How to automate your way out of Excel hell & other ONS data wrangling stories (business demography edition)

code
ons
firms
Author

Dan Olner

Published

November 5, 2024

I’ve been analysing the latest ONS business demography data (that ONS pull from the IDBR). It contains a tonne of great data on business births, deaths, numbers, ‘high growth’ firms, survival rates, down to local authority level (though sadly sector breakdowns only at national level).

Getting data out of Excel documents can be a bit extremely horrible [noting, to be clear, that Excel docs like this are super useful for many people, but just nasty for those of us who want to get the data into something like R or Python, so…]. In this case, what we’ve got is this:

So if we want consistent data across all time periods, we’ve got a couple of things to do:

  1. Get the data out of each set of four sheets into one;
  2. Harmonise the geographies so datapoints are consistent.

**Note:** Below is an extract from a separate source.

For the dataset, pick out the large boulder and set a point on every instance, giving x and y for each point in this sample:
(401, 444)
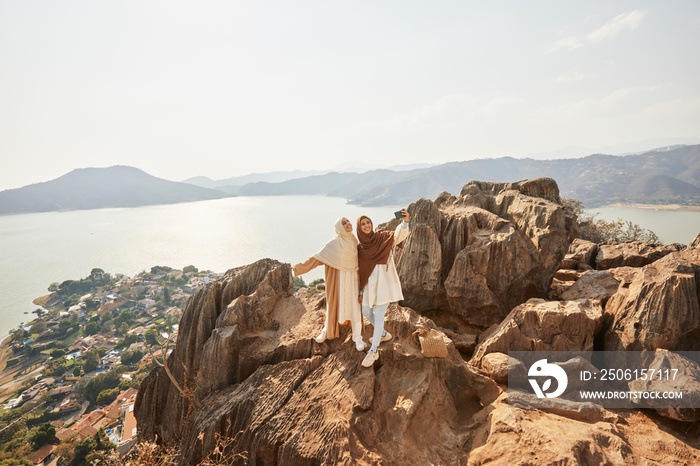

Luckily, the LA changes have all been to combine into larger units over time (usually unitary authorities) - so all earlier LAs fit neatly into later boundaries. Phew. This means values from earlier LAs can be summed to the larger/later ones - backcasting 2022 boundaries through all previous data.

Some anonymous angel/angels made this Wikipedia page clearly laying out when and what local authorities combined into larger unitary ones in recent years. Using that, we can piece together the changes to get to this function that does the harmonising. It groups previous LAs - that only needs to backcast 2021/2022 names once, no faffing around with each separate sheet - and then summarises counts for those new groups, for previous years’ data.

Prior to that, though, we need to pull the sheets into R. There are a lot of sheets - doing this manually would be baaad…

(Image stolen from here).